Una vez retirados en un canasto los doce pares de manos cercenadas, Marco Catulo miró a Publio Carisio y éste le hizo un gesto afirmativo con la cabeza. De nuevo se adelantó el tribuno y se dirigió a los obligados espectadores que habían contemplado horrorizados el castigo.
—¡Estos rebeldes no volverán a alzar sus armas contra Roma! —casi gritó—. Todo el mundo conocerá al verlos que se sublevaron y perdieron, deberán mendigar misericordia por los caminos y errarán vagabundos el resto de su existencia.
Un rumor se elevó de entre los espectadores. Un hombre grande y fuerte como un gigante fue sacado de la barraca a empujones. Llevaba una argolla al cuello de la que pendía una gruesa cadena con la que habían atado sus brazos a la espalda y le forzaba a mantener la cabeza echada hacia atrás y el torso hacia delante. Lo obligaron a subir por la escala y a sentarse sobre el tocho ensangrentado. Una vez allí ataron sus piernas con una soga a la madera impidiéndole la movilidad.
—¡Este hombre —gritó de nuevo el tribuno— fue ya una vez perdonado por el divino Augusto y he aquí su agradecimiento! No solamente no se ha arrepentido de sus crímenes pasados, sino que ha continuado luchando y matando a buenos soldados romanos. Pero, no temáis, ya no volverá a hacerlo.
El tribuno hizo un gesto al verdugo, que se aproximó empuñando la misma espada utilizada para cortar las manos rebeldes y acercó su punta a los ojos del cautivo.
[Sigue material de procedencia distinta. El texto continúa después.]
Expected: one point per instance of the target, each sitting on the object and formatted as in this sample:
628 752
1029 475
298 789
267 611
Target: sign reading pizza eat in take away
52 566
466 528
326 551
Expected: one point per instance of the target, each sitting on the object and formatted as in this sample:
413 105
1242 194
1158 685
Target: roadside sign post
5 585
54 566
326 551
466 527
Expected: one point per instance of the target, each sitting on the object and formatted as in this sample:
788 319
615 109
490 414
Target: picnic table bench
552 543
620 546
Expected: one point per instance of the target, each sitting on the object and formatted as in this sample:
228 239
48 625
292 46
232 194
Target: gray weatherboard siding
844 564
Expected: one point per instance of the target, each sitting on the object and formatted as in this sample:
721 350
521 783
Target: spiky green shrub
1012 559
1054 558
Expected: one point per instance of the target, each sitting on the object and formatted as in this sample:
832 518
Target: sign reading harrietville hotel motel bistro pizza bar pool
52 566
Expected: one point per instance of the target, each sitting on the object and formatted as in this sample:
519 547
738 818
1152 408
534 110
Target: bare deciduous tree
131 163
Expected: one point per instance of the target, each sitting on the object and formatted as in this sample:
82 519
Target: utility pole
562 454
Haciendo un gesto sobrehumano, el gigante giró su cuerpo para poder mirar al legado y le gritó algo en su lengua. Uno de los soldados que lo custodiaban tiró de la cadena y la mantuvo firme, obligándole a mirar al cielo. El cielo azul pálido aún cubierto por algunos jirones de niebla fue lo último que Corocotta, el gran jefe de los orgenomescos, vio antes de que la punta afilada de la espada le sacase los ojos de las cuencas, al tiempo que profería un grito de odio cuyo eco cruzó el aire y llegó a la cima más alta de las montañas.
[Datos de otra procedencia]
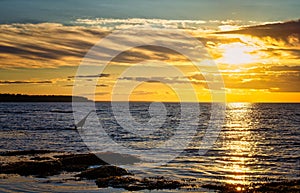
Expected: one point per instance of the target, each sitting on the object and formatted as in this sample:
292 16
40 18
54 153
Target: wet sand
62 167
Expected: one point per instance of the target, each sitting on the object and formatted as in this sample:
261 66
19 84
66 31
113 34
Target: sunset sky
255 45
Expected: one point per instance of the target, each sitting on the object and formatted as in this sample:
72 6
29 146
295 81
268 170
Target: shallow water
257 142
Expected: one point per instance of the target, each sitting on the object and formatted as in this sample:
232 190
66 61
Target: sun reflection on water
238 143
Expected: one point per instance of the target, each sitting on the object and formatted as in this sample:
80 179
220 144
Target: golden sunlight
237 53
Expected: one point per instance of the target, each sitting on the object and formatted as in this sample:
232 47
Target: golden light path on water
239 142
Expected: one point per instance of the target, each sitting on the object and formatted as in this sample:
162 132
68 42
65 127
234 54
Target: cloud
45 45
273 78
286 31
103 75
3 82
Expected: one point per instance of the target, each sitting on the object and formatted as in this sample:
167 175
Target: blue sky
64 11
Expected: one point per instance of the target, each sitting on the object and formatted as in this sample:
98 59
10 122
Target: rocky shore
88 166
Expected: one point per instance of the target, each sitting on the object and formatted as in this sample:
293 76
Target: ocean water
255 143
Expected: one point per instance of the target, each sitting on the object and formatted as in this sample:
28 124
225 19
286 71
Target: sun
237 53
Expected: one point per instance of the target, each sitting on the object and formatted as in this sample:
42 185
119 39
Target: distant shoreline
41 98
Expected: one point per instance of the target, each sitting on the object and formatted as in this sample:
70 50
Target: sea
244 142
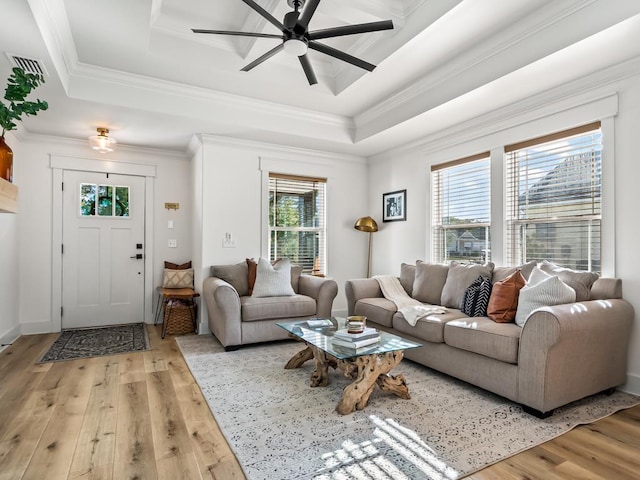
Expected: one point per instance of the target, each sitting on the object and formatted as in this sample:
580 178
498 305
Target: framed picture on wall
394 206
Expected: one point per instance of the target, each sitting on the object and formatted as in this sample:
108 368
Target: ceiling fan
296 37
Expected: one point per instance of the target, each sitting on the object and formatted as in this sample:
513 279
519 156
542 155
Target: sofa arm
223 308
570 351
360 288
323 290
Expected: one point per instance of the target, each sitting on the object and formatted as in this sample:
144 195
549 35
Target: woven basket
179 319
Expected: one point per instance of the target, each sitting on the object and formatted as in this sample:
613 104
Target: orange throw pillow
503 302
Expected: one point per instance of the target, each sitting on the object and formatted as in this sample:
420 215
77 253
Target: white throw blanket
410 308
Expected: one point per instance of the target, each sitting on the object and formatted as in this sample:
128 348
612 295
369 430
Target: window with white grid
297 225
553 191
461 210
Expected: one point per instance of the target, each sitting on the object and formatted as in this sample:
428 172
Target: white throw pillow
273 281
541 291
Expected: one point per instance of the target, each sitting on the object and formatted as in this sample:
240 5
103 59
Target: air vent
29 65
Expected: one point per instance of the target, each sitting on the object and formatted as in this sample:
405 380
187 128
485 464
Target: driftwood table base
366 370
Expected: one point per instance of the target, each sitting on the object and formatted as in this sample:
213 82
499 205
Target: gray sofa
237 318
562 353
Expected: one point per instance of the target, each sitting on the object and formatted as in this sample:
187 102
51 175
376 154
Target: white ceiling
136 67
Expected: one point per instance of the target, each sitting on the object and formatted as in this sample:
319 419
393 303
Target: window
103 200
297 221
461 210
554 199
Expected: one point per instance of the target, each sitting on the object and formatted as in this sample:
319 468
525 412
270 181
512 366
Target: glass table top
319 332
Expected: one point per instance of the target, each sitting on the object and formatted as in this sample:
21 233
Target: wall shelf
8 197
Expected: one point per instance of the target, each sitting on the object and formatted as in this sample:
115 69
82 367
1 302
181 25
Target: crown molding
413 97
598 87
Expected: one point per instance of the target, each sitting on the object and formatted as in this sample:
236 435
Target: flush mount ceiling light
101 142
296 37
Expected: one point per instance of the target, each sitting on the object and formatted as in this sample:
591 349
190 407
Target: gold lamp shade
369 225
366 224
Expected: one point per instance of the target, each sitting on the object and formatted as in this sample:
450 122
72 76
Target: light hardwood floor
142 416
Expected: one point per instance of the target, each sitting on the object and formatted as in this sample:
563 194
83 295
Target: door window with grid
297 226
554 199
461 210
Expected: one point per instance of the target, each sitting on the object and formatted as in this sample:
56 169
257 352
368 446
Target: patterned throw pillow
178 278
476 298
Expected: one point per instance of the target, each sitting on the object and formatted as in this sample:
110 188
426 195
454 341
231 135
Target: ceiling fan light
295 47
101 142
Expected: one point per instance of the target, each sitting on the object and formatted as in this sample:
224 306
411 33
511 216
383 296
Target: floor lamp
369 225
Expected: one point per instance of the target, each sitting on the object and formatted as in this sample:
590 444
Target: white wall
35 221
9 313
232 198
410 169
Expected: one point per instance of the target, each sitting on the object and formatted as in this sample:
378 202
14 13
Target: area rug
280 428
96 342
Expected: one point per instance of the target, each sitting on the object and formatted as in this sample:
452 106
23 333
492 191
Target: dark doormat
97 342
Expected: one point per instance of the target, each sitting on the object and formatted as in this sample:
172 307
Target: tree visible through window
297 221
554 199
461 210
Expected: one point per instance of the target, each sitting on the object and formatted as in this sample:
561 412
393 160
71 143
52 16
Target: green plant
19 85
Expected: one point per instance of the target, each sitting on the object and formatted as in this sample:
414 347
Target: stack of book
368 337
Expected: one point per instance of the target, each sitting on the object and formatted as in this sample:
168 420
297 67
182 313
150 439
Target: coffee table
368 366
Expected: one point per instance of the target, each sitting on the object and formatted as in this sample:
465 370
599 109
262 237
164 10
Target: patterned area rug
96 342
280 428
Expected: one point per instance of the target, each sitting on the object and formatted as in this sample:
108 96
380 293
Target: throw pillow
503 303
580 281
476 298
407 277
234 275
273 280
459 278
546 292
429 281
175 266
500 273
178 278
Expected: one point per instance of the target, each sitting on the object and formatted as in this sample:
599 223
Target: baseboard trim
33 328
632 385
9 337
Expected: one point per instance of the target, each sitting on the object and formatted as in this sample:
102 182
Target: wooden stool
165 297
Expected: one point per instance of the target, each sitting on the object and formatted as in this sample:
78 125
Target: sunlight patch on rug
280 428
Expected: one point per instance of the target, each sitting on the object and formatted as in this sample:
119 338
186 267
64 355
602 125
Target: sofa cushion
476 298
500 273
580 281
407 277
541 291
484 336
235 275
503 303
268 308
459 278
429 328
273 280
378 309
429 282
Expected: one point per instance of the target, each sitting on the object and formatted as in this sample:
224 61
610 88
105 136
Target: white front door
103 249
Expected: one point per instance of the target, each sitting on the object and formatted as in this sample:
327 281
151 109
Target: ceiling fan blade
351 30
264 57
305 18
238 34
345 57
308 69
265 14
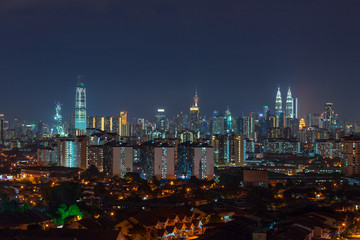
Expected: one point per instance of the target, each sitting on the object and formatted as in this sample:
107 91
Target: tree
66 193
132 176
63 213
138 232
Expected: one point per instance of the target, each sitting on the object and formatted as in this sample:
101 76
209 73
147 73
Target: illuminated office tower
249 127
195 159
157 159
350 162
328 115
123 115
295 108
160 120
218 123
59 129
195 115
2 122
80 107
228 120
289 113
278 108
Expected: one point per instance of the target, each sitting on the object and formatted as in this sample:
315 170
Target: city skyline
130 52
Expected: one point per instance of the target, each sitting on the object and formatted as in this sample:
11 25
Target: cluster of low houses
159 224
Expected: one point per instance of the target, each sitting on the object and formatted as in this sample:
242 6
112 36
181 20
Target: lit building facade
278 108
195 114
160 120
80 107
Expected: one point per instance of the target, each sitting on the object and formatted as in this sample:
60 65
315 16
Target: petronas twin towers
290 108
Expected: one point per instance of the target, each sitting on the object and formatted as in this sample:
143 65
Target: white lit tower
80 107
278 108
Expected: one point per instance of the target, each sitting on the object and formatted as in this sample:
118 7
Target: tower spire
196 99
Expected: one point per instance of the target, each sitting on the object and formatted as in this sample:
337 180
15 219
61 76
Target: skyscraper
289 111
80 107
278 108
328 115
194 114
228 120
160 120
59 128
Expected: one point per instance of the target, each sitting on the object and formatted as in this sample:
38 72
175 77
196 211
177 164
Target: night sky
140 55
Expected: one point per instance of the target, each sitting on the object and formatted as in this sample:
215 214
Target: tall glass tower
278 108
80 107
289 111
194 114
59 129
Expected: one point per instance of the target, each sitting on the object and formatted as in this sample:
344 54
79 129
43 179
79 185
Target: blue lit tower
59 129
278 108
80 107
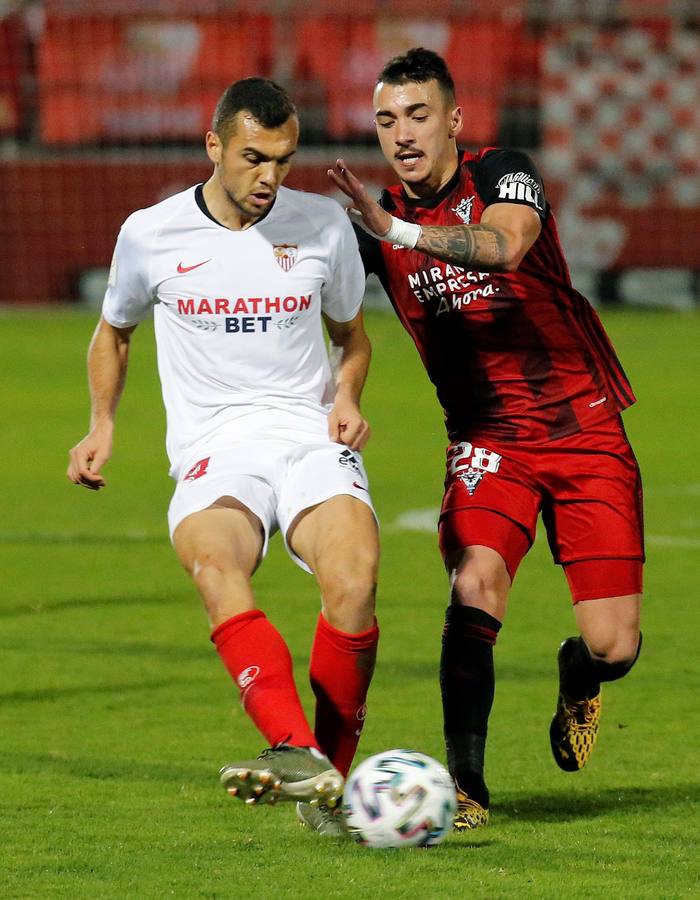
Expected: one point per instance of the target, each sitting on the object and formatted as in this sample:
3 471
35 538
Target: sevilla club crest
286 255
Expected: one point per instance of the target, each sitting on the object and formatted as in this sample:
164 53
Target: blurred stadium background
103 107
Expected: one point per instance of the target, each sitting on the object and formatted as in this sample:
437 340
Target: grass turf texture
116 713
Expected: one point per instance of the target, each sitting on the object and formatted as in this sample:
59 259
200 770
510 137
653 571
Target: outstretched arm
350 355
498 243
107 365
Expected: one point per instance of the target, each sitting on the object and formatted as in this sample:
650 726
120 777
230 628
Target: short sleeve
342 294
510 176
370 251
128 299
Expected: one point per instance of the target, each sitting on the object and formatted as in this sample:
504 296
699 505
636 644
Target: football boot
284 772
574 728
470 814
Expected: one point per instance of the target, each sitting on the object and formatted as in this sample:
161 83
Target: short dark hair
419 65
264 99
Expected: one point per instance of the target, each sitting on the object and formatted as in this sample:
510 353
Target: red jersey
516 356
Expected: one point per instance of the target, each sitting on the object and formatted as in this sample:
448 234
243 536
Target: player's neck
436 181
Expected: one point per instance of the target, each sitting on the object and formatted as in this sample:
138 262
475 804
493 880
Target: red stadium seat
141 78
344 57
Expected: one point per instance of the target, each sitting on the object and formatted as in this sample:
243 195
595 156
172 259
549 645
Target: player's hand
365 211
347 425
88 456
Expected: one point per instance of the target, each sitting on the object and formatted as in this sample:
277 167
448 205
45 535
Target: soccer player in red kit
466 247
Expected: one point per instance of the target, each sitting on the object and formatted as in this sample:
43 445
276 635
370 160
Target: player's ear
214 147
455 121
—¡Echadlo de aquí! —ordenó Marco Catulo a sus hombres—. ¡Que las fieras del bosque acaben con él!
Los soldados obedecieron la orden con presteza, desataron las piernas aprisionadas al tronco, lo arrastraron durante un rato y finalmente lo empujaron hacia el bosque. Corocotta continuaba con la argolla al cuello y los brazos encadenados a la espalda.
—Bien, querida —dijo Carisio dirigiéndose a Lenore—, ¡asunto arreglado! Dentro de poco podremos marchamos de aquí y estaré en condiciones de hacerte un hijo.
Lenore no respondió.
—¡Lusitano!
El intérprete se aproximó a la litera del legado.
—¿Qué es lo que ha gritado el bárbaro antes de que le sacasen los ojos? —inquirió el romano.
—Lo siento, legado —respondió el Lusitano con humildad—. No he podido entenderle. Algo sobre Lug…
—¿Quién es Lug?
—Uno de sus dioses… El dios del trueno.
—¿Júpiter?
—Puede…
—¡Bien! —Carisio se sentía alegre—. ¡Entérate bien! Lo añadiremos a la lista de los dioses romanos. Ahora que somos los amos de este territorio no estará de más que estos salvajes sepan que también sus dioses son ahora nuestros.
El intérprete permaneció de pie en medio de la calle mientras contemplaba cómo el legado y su séquito penetraban en la mansión.
—Que Lug te maldiga y que tu cuerpo alimente a las bestias —murmuró el lusitano repitiendo las palabras del orgenomesco.